Não me querem? Fogem de mim como se foge do Diabo, por isso me malham no sábado da Aleluia? Se não me querem, liberem Cristo de Paulo, e eu de Cristo. Sem Paulo, Cristo é libertado, e, consequentemente, eu também. Não traí Cristo. Não precisava mostrar com um beijo, aos sacerdotes e aos romanos quem era Cristo. Cristo era por demais conhecido de todos, eu não precisava mostrá-lo. E ainda mais, por que sujar o beijo? A quem interessava macular um encontro entre duas superfícies sensórias que compõem a singeleza do beijo, se não os verdadeiros assassinos de Cristo?
Não traí Cristo. Cometi um terrível engano quanto a sua potência de vida libertadora. Como não havia ainda lido Karl Marx, eu não sabia da dialética. Não sabia que para fazer qualquer tipo de revolução é preciso conhecer o método: “Apropriar-se da matéria em pormenor, analisar todas as suas diversas formas de desenvolvimento e descobrir todos os seus elos internos”. E só depois deste trabalho realizado que o movimento real pode ser exposto. Quando se consegue isto, quando a vida da matéria se reflete nas idéias, podemos julgar que estamos perante uma construção ‘a priori’.” Nada disto era de meu conhecimento. Foi por isto que não entendi que ele, Cristo, só tinha um objetivo como “o mais doce, o mais amoroso” (Nietzsche/Deleuze): libertar a alma individual dos homens aprisionada na alma coletiva tirânica dos sacerdotes e dos poderosos romanos, cuja idéia maldita era o Poder. Não entendi, como um revolucionário ingênuo que era, como eram os socialistas utópicos Saint Simon, Blanc e Fourier, que a mudança se dá pela forma dialética no entendimento do aprisionamento individual de cada homem. Só depois, no século XIX, lendo o filósofo Nietzsche, que aprendi que Cristo não queria o Poder que perseguiam o Império Romano e os sacerdotes judeus, com a culpa judaica por terem morto Moisés, e por isso queriam que Cristo fosse Moisés ressuscitado.
Cristo não queria ser chefe, mestre, comandante de homens. O que ele pretendia, e pretende, é que cada homem, liberto em si mesmo, possa tornar-se uma individuação e criar, como intensidade produtiva, uma sociedade em que todos possam ser, poieticamente, criadores de bens comuns.
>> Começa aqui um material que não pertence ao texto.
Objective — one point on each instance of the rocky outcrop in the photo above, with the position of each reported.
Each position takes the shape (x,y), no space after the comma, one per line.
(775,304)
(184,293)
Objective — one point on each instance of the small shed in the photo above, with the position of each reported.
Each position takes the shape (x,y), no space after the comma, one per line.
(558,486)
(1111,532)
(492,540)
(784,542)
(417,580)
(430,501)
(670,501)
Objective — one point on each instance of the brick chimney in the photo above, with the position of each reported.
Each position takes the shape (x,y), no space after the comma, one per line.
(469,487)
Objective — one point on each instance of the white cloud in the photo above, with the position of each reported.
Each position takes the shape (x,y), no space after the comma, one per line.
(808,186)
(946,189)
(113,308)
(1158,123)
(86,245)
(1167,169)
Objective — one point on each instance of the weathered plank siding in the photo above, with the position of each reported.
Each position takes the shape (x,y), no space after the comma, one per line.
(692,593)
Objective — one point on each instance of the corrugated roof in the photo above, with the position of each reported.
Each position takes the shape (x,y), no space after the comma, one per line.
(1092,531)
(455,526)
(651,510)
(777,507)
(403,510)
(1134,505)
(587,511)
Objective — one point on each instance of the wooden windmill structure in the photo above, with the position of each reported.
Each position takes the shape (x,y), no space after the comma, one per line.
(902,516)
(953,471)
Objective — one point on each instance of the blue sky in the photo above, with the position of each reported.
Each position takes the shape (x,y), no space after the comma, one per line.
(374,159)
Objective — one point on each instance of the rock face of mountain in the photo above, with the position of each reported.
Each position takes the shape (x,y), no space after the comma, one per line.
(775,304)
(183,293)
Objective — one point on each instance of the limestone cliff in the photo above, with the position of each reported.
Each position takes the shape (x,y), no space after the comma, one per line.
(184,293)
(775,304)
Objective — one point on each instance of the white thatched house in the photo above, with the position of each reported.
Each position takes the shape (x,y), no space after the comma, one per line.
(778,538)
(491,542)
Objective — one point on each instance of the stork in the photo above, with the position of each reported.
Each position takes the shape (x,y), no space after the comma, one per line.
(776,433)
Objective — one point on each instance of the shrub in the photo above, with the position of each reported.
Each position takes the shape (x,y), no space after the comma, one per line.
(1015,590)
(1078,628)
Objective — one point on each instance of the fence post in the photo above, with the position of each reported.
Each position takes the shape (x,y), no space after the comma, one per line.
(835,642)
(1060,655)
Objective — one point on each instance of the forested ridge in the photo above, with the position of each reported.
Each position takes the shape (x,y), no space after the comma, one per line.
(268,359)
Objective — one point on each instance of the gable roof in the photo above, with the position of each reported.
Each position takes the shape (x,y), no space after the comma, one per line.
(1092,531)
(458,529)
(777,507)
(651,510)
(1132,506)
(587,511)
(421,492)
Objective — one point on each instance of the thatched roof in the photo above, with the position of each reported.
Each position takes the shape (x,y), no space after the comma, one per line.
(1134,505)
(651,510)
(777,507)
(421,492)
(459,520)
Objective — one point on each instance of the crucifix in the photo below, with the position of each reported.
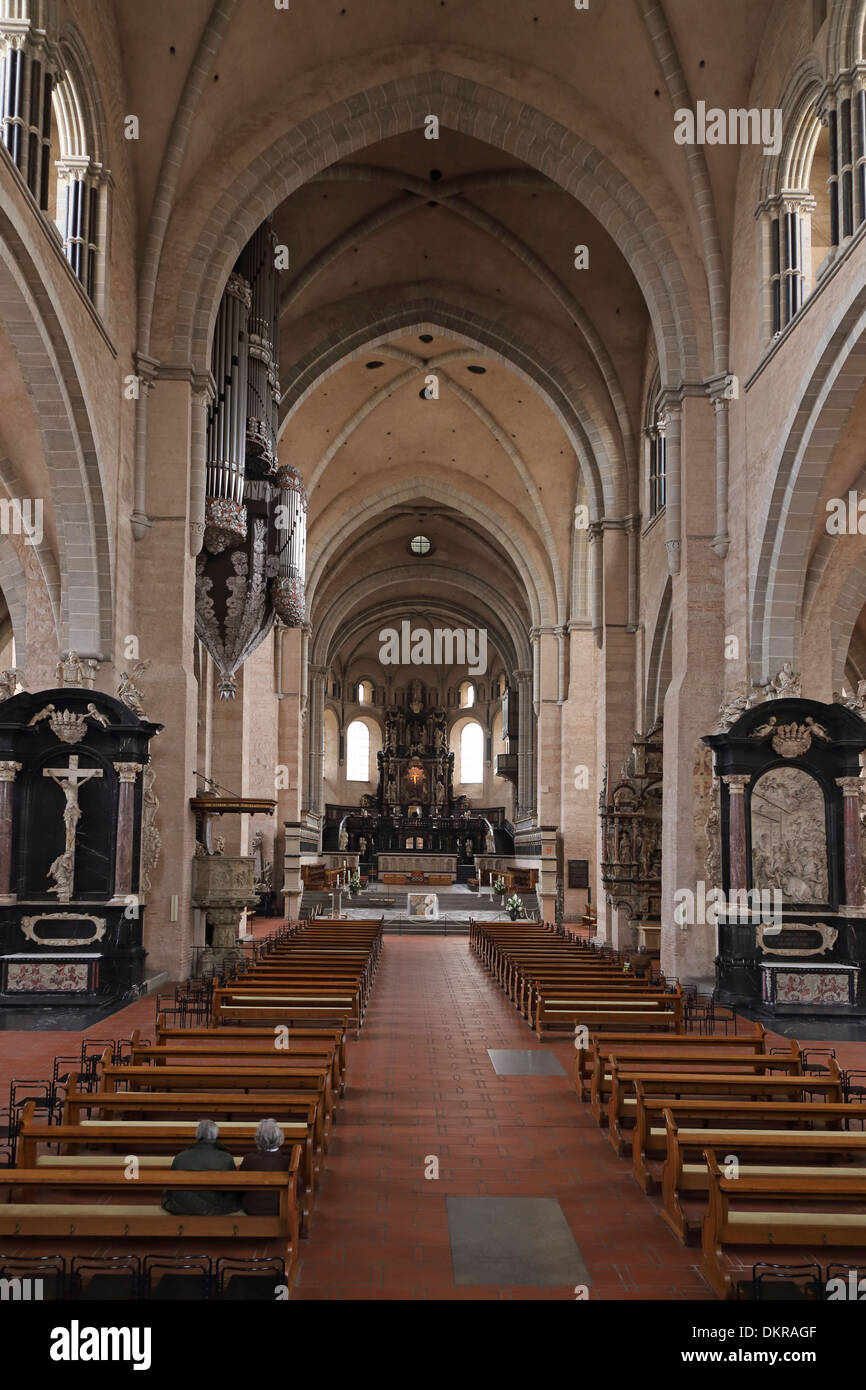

Mas eu nada entendia. Queria que ele se unisse ao nosso próprio propósito político. Queria que ele fosse o grande comandante de nossa revolução. Não sabia que um homem livre não precisa de herói, como depois aprendi com o teatrólogo Brecht. O homem não precisa de um juiz para julgar seus atos e sutilmente dominá-lo. Nada dista era de Cristo, que só pretendia acabar com poder de julgar dos sacerdotes e dos romanos. Não queria a doutrina do juízo, como depois foi instituída por Paulo, usando seu nome. Como muito bem nos mostrou Nietzsche, ao afirmar que “São Paulo contentou-se em deslocar o centro de gravidade de toda esta existência para trás desta existência. (…) No fundo, a vida do redentor não podia ser-lhe de nenhuma utilidade, ele precisava da morte na cruz e de algo mais…” O mesmo, o Apocalipse ao transfigurar o amor de Cristo, em juízo de ódio: “E vi tronos, e aos que neles se assentaram foi dado o poder de julgar”. Nada disto era Cristo. Sua Boa Nova, seu evangelho, não pregava a culpa, a punição, a recompensa, a morte e a imortalidade, como pregam os disangelistas cultuadores da má notícia que sustenta a doutrina do julgamento.
Então, minha gente, se vocês querem que eu desapareça de vez por toda, libertem Cristo de Paulo, que assim é desfeita a idéia da má consciência, do ressentimento e do ideal ascético, porque eu, Judas Iscareotes, não existirei mais. Pois, como afirma o escritor D.H. Lawrence, o principal personagem do cristianismo de Paulo sou eu, Judas. “Não vedes que é o príncipe de Judas que adorais de fato? Judas é o verdadeiro herói, sem Judas todo o drama seria um fracasso… Quando as pessoas dizem Cristo, querem dizer Judas. Nele encontram um gosto saboroso…”, diz ele.
É preciso que eu seja o traidor para que Paulo, por seu ideal, pregue Cristo na cruz para que a doutrina da dor permaneça, e o homem continue o pecador/devedor que nunca consegue pagar sua dívida. Dívida que ele não contraiu.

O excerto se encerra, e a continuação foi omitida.